Infine, l’autoritarismo, per definizione associato al concetto di maschilità egemonica (che riproduce cioè le dinamiche del patriarcato), è correlato alla difesa dei ruoli tradizionali di genere e della moralità convenzionale. Ciò implica, inevitabilmente, l’esercizio di un’influenza sull’opinione pubblica e sull’agenda politica tramite la legittimazione di concezioni ultra-conservatrici e l’avanzamento di proposte di policy che minano il principio di uguaglianza sostanziale.

Il risultato
Il risultato è una maggiore violenza verbale e fisica nella partecipazione politica, sia da parte di chi sostiene la figura forte (e che quindi la legittima ad uscire dai canoni democratici tradizionali), sia da parte di chi vi si oppone (ed è quindi frustrato a causa dell’eccessiva enfasi posta sul pragmatismo a discapito di valori come solidarietà e uguaglianza).

In un contesto solo apparentemente post-ideologico, il “buonsenso” si presenta oggi come un’ideologia in grado di mobilizzare l’elettorato, manipolata però da coloro che dovrebbero dare voce al popolo e che di fatto non sono altro che una nuova élite. Cambia il contenuto, ma non la forma.

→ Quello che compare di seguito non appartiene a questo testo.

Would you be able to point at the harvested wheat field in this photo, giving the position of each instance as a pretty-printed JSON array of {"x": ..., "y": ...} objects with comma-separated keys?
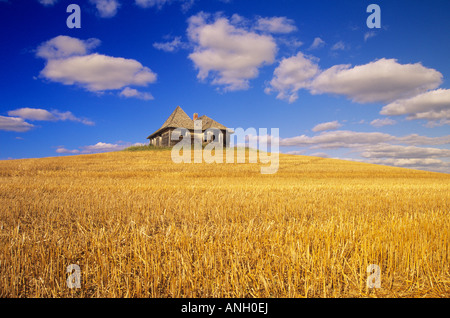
[{"x": 139, "y": 225}]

Di conseguenza, l’appeal esercitato da una figura politica forte è prova dell’inadeguatezza dei sistemi politico-istituzionali attuali nel far fronte ai cambiamenti economico-sociali in atto. I cittadini, insoddisfatti e intimoriti dalla minaccia rappresentata da forze transnazionali, esprimono la propria frustrazione attraverso una rinnovata aggressività e il supporto a figure che promettono di rinnovare il sistema democratico ma che, in realtà, lo indeboliscono.

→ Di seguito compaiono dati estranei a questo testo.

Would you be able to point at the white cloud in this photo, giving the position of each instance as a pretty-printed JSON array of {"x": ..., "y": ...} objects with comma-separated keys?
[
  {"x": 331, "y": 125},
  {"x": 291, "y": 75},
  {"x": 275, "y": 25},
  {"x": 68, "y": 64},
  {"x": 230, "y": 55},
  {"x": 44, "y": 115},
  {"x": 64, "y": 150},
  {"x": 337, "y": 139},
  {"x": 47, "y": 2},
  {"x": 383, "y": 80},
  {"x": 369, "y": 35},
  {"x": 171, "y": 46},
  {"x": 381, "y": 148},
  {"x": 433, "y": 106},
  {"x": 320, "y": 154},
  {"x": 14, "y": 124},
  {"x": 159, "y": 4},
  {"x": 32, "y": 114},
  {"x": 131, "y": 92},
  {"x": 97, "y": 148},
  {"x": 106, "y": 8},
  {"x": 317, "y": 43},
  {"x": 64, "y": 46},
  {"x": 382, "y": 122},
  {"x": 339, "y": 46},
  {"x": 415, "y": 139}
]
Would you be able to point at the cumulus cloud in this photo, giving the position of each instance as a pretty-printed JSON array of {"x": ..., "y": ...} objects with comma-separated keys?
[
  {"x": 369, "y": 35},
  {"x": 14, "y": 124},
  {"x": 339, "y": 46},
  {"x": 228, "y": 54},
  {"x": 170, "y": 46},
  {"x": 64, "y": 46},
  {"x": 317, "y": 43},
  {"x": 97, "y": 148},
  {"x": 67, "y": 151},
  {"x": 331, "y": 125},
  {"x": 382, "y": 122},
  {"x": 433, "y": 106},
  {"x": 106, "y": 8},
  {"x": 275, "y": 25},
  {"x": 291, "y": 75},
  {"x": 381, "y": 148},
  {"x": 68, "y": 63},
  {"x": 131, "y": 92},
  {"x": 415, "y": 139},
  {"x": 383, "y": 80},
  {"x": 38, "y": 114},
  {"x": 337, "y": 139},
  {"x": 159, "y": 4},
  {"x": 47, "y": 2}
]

Una vera innovazione implicherebbe invece l’ammissione della necessità di ripensare la democrazia ed il sistema di governance nazionale ed internazionale. Solo questo favorirebbe l’integrazione di arene politiche e livelli di rappresentazione degli interessi e la creazione di nuovi (e più giusti) luoghi di potere e legittimità.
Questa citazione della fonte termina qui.